CBVLM: Training-free Explainable Concept-based Large Vision Language Models for Medical Image Classification

Abstract

The main challenges limiting the adoption of deep learning-based solutions in medical workflows are the availability of annotated data and the lack of interpretability of such systems. Concept Bottleneck Models (CBMs) tackle the latter by constraining the final disease prediction on a set of predefined and human-interpretable concepts. However, the increased interpretability achieved through these concept-based explanations implies a higher annotation burden. Moreover, if a new concept needs to be added, the whole system needs to be retrained. Inspired by the remarkable performance shown by Large Vision-Language Models (LVLMs) in few-shot settings, we propose a simple, yet effective, methodology, CBVLM, which tackles both of the aforementioned challenges. First, for each concept, we prompt the LVLM to answer if the concept is present in the input image. Then, we ask the LVLM to classify the image based on the previous concept predictions. Moreover, in both stages, we incorporate a retrieval module responsible for selecting the best examples for in-context learning. By grounding the final diagnosis on the predicted concepts, we ensure explainability, and by leveraging the few-shot capabilities of LVLMs, we drastically lower the annotation cost. We validate our approach with extensive experiments across four medical datasets and twelve LVLMs (both generic and medical) and show that CBVLM consistently outperforms CBMs and task-specific supervised methods without requiring any training and using just a few annotated examples.

Methodology

CBVLM Pipeline

Overview of CBVLM. Our methodology is organized into two key stages: 1) The Concept Detection stage, where the LVLM predicts the individual presence of each predefined clinical concept in the query image. This is achieved using a custom prompt that supports both zero- and few-shot settings. In the latter, we include a set of demonstration examples (middle block of Prompt Construction) chosen by the Retrieval Module, responsible for selecting the N most similar examples to the input image. To evaluate the LVLM answer, we employ an Evaluation Block which first tries to extract the desired LVLM response using a rule-based formulation. If this fails, we adopt an auxiliary LLM to extract the desired response. 2) In the Disease Diagnosis stage, the final diagnosis is generated by the LVLM based on the clinical concepts predicted in the first stage, which are directly incorporated in the query (highlighted in yellow). This approach ensures that the diagnosis is grounded on the identified clinical concepts, enhancing the interpretability and transparency of the LVLM’s response. In this second stage, the Retrieval Module is also used to select the N most similar demonstrations.

Results

Influence of the example set size on the concept prediction performance of CBVLM

Even when only 10% of the example images per class are available CBVLM outperforms CBM, except for Derm7pt. Thus, CBVLM indeed requires few annotated examples.
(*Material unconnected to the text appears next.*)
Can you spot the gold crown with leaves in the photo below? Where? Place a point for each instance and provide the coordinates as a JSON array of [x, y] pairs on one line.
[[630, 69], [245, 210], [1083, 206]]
Concept detection results per dataset averaged over all models (left) and over generic and medical LVLMs (right).

Each bar corresponds to the number of shots (n = {0,1,2,4}). Filled colored bars denote BACC, whereas the hatched bars indicate F1-scores.
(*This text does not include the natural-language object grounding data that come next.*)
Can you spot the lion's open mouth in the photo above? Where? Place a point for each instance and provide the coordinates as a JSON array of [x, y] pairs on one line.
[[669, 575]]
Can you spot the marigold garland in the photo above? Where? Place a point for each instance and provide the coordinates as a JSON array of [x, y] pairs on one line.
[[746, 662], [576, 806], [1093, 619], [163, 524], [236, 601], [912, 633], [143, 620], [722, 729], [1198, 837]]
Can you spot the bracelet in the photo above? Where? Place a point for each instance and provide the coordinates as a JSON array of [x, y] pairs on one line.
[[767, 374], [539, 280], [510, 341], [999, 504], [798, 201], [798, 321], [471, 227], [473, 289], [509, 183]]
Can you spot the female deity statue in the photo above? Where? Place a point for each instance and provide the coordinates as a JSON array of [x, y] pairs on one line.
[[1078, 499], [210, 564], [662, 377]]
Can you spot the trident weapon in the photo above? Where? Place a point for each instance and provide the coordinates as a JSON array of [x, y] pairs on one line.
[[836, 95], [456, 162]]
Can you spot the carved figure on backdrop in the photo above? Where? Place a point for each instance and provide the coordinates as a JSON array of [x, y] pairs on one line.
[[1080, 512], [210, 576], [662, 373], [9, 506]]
Disease diagnosis results per dataset averaged over all models (left) and over generic and medical LVLMs (right).

Each bar corresponds to the number of shots (n = {0,1,2,4}). "0 w/o" corresponds to the 0-shot experiment where no concepts are used for the disease diagnosis. Filled colored bars denote BACC, whereas the hatched bars indicate F1-scores.

Resources

Paper

Code

BibTeX

If you find this work useful for your research, please cite:

        @article{patricio2025cbvlm,
          title={CBVLM: Training-free Explainable Concept-based Large Vision Language Models for Medical Image Classification},
          author={Patr{\'\i}cio, Cristiano and Rio-Torto, Isabel and Cardoso, Jaime S and Teixeira, Lu{\'\i}s F and Neves, Jo{\~a}o C},
          journal={arXiv preprint arXiv:2501.12266},
          year={2025}
        }

Acknowledgements

This work was funded by the Portuguese Foundation for Science and Technology (FCT) under the PhD grants "2020.07034.BD" and "2022.11566.BD", and supported by NOVA LINCS (UIDB/04516/2020) with the financial support of FCT.IP.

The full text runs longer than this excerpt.